Morlok: „Winterdienst gut gerüstet“

Der Verkehrsminister nimmt den Winterdienst ab!

„Der für die Jahreszeit frühe erste Schneefall Mitte Oktober hat gezeigt, dass Sachsens Autobahnmeistereien gut auf Schnee und Eis vorbereitet sind. Wir haben genügend Technik und Personal, um flexibel auf das Wettergeschehen reagieren zu können“, sagte Sachsens Verkehrsminister Sven Morlok (FDP) anlässlich der heutigen Winterdienstabnahme in der Autobahnmeisterei Chemnitz. Jährlich findet in Zusammenarbeit mit der Autobahnpolizei der „interne TÜV“ in den sieben sächsischen Meistereien statt. Dabei werden vor allem verschleißanfällige Technik, Hydraulik, Streueinrichtungen und Räumschilde überprüft.

An 19 neuralgischen Punkten sind an Sachsens Autobahnen Glättemeldeanlagen installiert.
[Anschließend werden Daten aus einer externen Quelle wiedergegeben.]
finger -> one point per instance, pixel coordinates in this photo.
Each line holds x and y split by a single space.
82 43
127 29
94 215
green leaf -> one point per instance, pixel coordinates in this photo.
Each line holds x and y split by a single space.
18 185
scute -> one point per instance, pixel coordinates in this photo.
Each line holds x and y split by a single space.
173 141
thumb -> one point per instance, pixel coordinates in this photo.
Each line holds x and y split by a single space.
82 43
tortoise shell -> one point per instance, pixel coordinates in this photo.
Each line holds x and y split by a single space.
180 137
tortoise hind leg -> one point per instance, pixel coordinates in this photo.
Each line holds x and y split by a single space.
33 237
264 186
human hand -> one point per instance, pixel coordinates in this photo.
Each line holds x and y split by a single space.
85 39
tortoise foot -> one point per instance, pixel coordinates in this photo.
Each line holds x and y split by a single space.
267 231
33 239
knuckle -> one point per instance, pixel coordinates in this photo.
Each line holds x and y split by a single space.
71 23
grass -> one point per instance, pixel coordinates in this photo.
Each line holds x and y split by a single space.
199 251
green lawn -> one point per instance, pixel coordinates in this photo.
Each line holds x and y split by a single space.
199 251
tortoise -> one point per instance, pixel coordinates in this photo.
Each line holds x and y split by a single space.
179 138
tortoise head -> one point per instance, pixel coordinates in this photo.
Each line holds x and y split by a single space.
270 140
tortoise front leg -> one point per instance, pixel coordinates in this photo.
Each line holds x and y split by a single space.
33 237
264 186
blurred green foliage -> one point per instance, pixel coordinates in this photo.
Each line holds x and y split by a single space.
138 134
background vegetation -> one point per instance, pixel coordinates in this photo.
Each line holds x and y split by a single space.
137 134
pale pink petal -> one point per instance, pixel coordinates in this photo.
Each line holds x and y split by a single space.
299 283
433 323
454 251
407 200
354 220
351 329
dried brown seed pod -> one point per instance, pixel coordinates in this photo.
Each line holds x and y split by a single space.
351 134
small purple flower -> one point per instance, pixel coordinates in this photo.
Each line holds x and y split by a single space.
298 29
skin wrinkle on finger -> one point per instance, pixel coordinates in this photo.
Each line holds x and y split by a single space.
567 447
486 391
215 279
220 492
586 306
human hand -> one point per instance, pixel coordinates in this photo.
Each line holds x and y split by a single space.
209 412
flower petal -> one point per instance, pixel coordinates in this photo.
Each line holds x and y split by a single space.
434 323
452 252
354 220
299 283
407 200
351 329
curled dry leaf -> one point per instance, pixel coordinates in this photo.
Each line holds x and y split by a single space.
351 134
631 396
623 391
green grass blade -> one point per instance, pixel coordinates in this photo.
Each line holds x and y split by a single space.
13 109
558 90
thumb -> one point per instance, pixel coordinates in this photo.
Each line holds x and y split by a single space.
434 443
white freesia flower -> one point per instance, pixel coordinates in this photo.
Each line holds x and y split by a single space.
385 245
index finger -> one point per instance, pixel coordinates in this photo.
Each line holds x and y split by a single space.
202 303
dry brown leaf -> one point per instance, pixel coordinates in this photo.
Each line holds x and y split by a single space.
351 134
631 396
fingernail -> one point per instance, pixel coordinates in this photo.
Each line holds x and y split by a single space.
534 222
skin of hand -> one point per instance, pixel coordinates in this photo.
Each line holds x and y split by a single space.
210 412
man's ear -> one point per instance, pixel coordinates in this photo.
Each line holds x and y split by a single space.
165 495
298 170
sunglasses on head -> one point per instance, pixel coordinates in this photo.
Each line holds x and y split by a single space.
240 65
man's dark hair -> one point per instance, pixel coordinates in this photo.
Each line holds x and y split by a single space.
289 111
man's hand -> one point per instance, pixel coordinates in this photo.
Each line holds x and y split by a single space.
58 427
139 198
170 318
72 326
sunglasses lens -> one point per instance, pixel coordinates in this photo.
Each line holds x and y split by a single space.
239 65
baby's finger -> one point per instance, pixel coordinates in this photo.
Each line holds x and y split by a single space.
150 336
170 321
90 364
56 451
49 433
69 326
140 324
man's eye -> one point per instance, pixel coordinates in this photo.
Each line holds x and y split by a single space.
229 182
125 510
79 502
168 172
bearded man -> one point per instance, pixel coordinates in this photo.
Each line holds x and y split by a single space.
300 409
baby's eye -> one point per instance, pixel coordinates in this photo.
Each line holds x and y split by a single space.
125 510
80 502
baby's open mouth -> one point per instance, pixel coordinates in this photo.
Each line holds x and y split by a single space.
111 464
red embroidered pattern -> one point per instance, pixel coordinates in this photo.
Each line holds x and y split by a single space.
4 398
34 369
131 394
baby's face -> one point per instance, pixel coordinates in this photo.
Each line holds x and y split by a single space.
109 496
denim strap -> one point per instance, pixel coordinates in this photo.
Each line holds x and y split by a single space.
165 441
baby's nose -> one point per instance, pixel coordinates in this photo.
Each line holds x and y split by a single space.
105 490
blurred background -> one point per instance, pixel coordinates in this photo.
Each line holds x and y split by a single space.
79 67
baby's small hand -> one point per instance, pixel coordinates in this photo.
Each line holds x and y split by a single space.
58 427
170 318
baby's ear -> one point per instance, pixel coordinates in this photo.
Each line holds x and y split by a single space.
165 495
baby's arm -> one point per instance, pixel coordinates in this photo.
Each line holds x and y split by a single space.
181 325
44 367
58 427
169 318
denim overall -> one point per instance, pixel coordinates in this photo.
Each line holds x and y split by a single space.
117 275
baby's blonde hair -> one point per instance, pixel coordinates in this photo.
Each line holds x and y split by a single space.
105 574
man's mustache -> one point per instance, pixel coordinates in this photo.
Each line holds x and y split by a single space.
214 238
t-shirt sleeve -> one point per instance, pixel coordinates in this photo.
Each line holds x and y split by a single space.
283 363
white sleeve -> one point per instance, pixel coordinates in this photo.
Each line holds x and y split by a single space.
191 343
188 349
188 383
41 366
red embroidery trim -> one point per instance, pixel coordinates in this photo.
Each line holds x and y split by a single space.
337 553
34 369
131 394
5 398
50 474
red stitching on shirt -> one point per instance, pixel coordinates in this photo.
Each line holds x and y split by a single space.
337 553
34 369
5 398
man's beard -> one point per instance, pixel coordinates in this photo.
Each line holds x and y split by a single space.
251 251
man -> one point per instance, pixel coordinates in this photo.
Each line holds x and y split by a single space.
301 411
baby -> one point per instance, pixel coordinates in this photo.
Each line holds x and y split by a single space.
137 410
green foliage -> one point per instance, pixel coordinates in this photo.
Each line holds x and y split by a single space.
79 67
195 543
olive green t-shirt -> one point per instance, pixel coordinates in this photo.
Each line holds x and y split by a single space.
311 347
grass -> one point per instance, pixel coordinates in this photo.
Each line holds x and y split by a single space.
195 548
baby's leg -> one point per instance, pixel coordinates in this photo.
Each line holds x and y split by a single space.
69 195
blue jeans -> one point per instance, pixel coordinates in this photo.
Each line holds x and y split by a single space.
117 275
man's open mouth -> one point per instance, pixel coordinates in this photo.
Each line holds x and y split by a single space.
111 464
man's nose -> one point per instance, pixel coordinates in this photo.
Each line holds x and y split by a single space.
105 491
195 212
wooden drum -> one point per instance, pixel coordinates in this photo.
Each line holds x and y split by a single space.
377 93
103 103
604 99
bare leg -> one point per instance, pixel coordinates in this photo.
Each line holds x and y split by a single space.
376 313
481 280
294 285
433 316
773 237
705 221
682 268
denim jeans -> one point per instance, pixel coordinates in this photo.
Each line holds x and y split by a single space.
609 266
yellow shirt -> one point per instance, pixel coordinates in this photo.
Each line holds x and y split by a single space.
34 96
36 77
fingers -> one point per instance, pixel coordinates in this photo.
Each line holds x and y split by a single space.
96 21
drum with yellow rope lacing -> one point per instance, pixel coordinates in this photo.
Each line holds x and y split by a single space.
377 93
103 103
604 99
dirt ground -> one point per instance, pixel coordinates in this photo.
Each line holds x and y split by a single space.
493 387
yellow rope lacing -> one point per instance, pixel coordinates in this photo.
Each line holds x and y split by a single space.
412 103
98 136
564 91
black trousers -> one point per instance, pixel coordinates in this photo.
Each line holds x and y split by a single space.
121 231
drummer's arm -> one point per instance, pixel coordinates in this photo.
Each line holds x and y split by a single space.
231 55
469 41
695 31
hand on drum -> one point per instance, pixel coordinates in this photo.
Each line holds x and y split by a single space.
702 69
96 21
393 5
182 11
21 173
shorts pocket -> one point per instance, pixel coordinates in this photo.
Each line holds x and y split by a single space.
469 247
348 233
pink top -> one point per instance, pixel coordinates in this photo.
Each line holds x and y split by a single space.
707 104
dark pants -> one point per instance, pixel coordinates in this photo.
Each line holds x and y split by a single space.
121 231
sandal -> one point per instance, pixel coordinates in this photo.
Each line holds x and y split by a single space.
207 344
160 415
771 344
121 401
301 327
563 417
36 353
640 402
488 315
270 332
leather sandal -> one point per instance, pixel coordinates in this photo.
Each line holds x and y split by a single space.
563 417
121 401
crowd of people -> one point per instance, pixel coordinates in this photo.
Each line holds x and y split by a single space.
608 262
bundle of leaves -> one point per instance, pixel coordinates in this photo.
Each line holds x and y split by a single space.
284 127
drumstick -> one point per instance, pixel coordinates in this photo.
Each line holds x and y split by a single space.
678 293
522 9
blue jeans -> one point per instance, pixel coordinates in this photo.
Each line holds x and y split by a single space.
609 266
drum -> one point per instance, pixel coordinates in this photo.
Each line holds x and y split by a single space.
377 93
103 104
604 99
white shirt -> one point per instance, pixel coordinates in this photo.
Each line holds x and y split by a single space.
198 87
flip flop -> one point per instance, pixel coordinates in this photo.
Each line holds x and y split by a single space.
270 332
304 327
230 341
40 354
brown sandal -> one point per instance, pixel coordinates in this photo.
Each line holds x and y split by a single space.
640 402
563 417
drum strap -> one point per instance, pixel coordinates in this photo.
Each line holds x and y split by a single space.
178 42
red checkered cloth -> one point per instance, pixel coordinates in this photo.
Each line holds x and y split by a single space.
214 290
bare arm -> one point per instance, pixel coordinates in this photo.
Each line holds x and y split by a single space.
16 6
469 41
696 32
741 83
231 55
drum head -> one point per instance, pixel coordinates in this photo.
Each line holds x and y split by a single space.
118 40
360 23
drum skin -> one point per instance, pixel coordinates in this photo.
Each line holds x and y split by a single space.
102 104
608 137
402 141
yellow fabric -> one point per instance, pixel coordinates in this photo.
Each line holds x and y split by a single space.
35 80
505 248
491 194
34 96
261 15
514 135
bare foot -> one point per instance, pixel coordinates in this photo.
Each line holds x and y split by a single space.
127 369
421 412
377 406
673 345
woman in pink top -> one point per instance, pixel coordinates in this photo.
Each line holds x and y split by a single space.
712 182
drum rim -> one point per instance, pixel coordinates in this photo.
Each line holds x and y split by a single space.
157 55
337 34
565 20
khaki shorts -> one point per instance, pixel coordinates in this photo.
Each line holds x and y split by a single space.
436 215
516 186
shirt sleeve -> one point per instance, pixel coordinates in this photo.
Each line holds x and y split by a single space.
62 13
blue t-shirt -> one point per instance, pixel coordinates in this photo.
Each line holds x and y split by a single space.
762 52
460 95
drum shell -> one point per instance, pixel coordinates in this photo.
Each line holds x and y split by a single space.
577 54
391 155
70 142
Die Messpunkte übermitteln alle 15 Minuten Lufttemperatur, relative Feuchte, Niederschlagsart und die Höhe des Wasserfilms auf der Fahrbahn sowie dessen Restsalzgehalt an den Deutschen Wetterdienst. Der errechnet daraus für die einzelnen Straßenmeistereien individuelle Wettervorhersagen.

„Als die Meteorologen für den 14. Oktober starken Schneefall am Erzgebirgskamm voraussagten, war die Meisterei Nickern rechtzeitig gewarnt und schickte umgehend die Winterdienstfahrzeuge auf die Strecke, die rund um die Uhr den Schnee räumten“, so der Minister weiter. „Das befürchtete Verkehrschaos durch den frühen Wintereinbruch ist so auf unseren Autobahnen ausgeblieben.“ Allein die Meisterei Nickern streute an diesem ersten Wintertag innerhalb von 24 Stunden 114 Tonnen Salz.

Die Befahrbarkeit der Bundesautobahnen hat oberste Priorität. Deshalb werden Räum- und Streuschleifen so eingerichtet, dass ein Räumfahrzeug einmal in drei Stunden einen Streckenabschnitt befährt. Bei starkem Schneefall soll ein Einsatz rund um die Uhr gewährleistet werden. Auf der A 17 oberhalb von Pirna, am Burkauer Berg an der A 4 zwischen Dresden und Bautzen oder an den Gebirgsabschnitten der A72 haben sich die Meister verpflichtet, diese Vorgabe möglichst zu unterschreiten.

Die Meisterei Chemnitz betreut insgesamt 105 Autobahnkilometer mit ihren Schneepflügen, Fräsen und Lastwagen mit Salzstreuern. In ganz Sachsen sorgen rund 200 Beschäftigte mit 63 Fahrzeugen dafür, dass 532 Autobahnkilometer frei von Schnee und Eis bleiben. Die Salzlager sind mit 10.000 Tonnen gefüllt und werden ständig nachgefüllt. In der zurückliegenden Saison wurden 34.000 Tonnen verbraucht. Die Kosten lagen wegen des strengen Winters bei etwa sechs Millionen Euro, im Jahr davor war es nur etwas mehr als die Hälfte.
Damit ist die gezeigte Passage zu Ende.